We’ve all seen undergoing maintenance screens. 365 Main, a data center in San Francisco. Had unusual problem. Lost redundant power, generators. Redundancy failed. Many sites went down. Infrastructure fails. Stuff happens. You guys all know you can buy most expensive rated storage, computer, and it still finds way to fail. Businesses not public still have issues. When they die, you don’t get them back the same way. Internet connections drop, can’t get network.
Everything fails, all the time. Routine failures. Sometimes they fail, taking out large quantities of infrastructure. Take out a machine or a rack. You’re ok if you did right. But a whole data center with multiple companies infrastructures. In San Francisco, question was how quickly they could get back up. Larger the footprint, harder the recovery.
Why use web services for S3 and EC2 and SQS. Probabilistic. Physics. If you use enough unstable machine, you can come up with probability of failures. Losing a system.
Service Level Agreements (SLA).
With this scale and reliability, we can offer SLAs. I’ve looked at web services. I’ve looked at companies who claim to have SLAs and really don’t. In end, do they work or not? Look at public data to determine.
One more customer. Blue Origin. Little rocket company. Private company, private funded, working on space vehicle. Video of a capsule taking off and landing. Had panic. When they posted video they knew would get a lot of uptake. They knew they couldn’t handle. Via Amazon, put video up. From about 700 applications, peaking at 3.5M requests. Transferred 758GB of data. These guys pre-provisioned enough machine capacity and bandwidth deals, virtually impossible. They made decision a few days before launch, to do this. Off running.
That’s about it. Just wanted to give you a flavor of our services and our operational challenges. Q&A.
Participant: Commend you. Extraordinarily good job. Talk about … Charlie Bell: Question was about Mechanical Turk. Mechanical Turk is an 18th century hoax that was produced touring the Crown Heads of Europe. Clock Work. Everyone believed you could do anything with. Someone built chess playing machine to show off to Crown Heads, saying ran with Clock Work. Turns out there was a very tiny Grand Master in it. Beat Benjamin Franklin and others before hoax discovered.

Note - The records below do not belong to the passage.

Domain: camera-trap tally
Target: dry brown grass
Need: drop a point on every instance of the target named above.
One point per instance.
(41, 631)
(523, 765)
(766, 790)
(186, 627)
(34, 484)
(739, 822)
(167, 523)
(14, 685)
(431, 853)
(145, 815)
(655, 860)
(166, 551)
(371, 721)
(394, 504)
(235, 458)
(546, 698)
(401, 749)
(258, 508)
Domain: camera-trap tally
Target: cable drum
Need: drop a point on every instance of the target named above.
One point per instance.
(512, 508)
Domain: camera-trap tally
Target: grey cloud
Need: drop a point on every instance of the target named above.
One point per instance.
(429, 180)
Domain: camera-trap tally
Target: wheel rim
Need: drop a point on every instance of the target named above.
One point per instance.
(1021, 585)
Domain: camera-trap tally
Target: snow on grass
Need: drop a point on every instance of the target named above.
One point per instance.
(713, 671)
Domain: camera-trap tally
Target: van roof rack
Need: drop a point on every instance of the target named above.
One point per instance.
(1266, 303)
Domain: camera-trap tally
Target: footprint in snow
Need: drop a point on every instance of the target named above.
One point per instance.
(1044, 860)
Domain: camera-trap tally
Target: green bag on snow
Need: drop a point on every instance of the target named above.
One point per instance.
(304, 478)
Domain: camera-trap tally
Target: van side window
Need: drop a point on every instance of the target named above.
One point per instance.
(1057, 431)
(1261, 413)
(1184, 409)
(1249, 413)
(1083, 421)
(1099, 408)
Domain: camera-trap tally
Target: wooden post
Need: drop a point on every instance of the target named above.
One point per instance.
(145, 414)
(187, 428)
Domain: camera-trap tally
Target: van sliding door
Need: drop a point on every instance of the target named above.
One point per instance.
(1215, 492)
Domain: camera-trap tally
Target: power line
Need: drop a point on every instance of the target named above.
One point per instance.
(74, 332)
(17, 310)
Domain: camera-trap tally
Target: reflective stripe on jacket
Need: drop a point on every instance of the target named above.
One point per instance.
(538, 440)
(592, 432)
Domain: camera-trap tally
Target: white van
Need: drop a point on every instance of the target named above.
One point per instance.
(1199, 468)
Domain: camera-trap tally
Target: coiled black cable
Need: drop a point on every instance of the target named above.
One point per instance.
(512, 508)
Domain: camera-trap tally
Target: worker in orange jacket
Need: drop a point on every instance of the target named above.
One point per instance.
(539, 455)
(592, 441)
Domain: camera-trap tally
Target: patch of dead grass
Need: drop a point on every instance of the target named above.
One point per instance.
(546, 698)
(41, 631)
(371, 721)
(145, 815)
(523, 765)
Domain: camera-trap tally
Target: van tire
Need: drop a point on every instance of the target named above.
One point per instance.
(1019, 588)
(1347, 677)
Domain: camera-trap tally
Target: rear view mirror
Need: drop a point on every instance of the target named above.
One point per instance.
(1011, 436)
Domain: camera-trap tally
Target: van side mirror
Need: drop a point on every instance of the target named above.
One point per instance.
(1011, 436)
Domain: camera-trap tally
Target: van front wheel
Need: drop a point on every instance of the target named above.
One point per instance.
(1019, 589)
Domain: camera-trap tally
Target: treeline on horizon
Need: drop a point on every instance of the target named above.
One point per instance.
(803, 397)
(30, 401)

Today, Mechanical Turks farm out information, re-gathers, and comes back with summary or results. Primitive. Used for huge variety of applications. Fossi search, Jim Grey search. Both lost. Opportunity to use satellite imaging. Human can look at and determine if airplane in image. Applications in that vein. Applications that recognize this address matching a picture. Language translation. Any semantic data. Different kinds of applications. Jim Grey search. He was lost off San Francisco Bay area in boat. Massive search. Companies getting together to search. Lots of work put in. Fascinating technology. Wonderful example of web services in toolbox, looking at in totally different ways. Has some of the same scaling characteristics. Mechanical Turks have broad abilities. See classic applications emerge. One of the poster children within operations at Amazon. Doing very well.
Participant: … Charlie Bell: Hinted at in talk. I’ve been at other end quite a bit. We provide SLA. Growth high. Based on Amazon launching SLA, have we seen lots of growth in service? Impossible to tell. Second question, how we should think about SLAs. We all have suppliers, might have outsourcing deals, rely on folks. At end of day, SLA is post mortem. Small player offers fabulous SLA. Turns out they only perform post mortem’s. What matters is history. Do they have operational experience. Experience in my application. Availability and uptime and how long to put 4GB object in versus 20KB, over Internet. EC2, firing Linux instances. You own the OS. Reliability and performance at operational level, dictated by what you do. Best way to figure out is to just go use. A customer wanted to try us out. Asked for a free trial. Gave the guy a dollar and told him that was worth ten free hours. Cheap to do and offer. Early adopters running applications to understand how it will behave for them. Best thing to do is try it and also look at public history. Not a lot to compare with today. We have good reliability record. Somewhat unique and therefore hard to compare. We’ll see more entries into this space for you to compare with.
Participant: Amazon.com, web services … Charlie Bell: Plenty of database applications that don’t user S3. When you get to use cases that fit services, high percentage. We used before we made publicly available. Incarnations before that. For use cases represented, high percentage.
Participant: You started with three offerings to see how far it would go. Retrospect, have you found things you can’t do with those three? Working on new offerings to fill? Charlie Bell: We saw these three fit our applications. Are there applications these don’t satisfy? Yes. Full space of different application patterns, kinds of things as you fill out infrastructure that can be added. Interesting in that the mantra of Internet and web services is keep it simple. We find with these primitives, people can do lots of things. You’d think they wouldn’t work. Running databases on S3 as a file storage. I thought would require API. In answer, yes, looking at things we might need, but interesting how far these three components actually go.
Participant: What are you using behind … AMI? Charlie Bell: Technology with EC2 and plans to support Windows. We’re agnostic. I suppose we could figure how to run Windows in there. Customers tell us what they want and they want to run Windows. Amazon keeps trying to give clients what they want. Need to solve licensing. Fundamentally, we’re not biased. You can try anything you want in your S3.
Participant: S3. Lots of objects that don’t change. Optimization … Charlie Bell: Question is, given data access pattern, are we looking at keeping lower level of redundancy on these objects. Durability is something. Number of times of access doesn’t matter. We don’t talk about how we do storage underneath. Where that will show up is in price. We think this price, understanding market and what people pay, this price is competitive for what you want. Think about issues with near line solutions. Database backup strategy. People using S3 for backup. Stream in parallel right out of there. No tape searches or data recovery. Near term people look at as fitting. Comes down to price and alternatives. Our price is good.
Participant: Energy consumption … Charlie Bell: Something that is interesting. Energy. Public good in not needing much. incentive to use less. Moore’s law drops compute, but not power. Do everything to reduce amount of power consumption to save money and protect environment.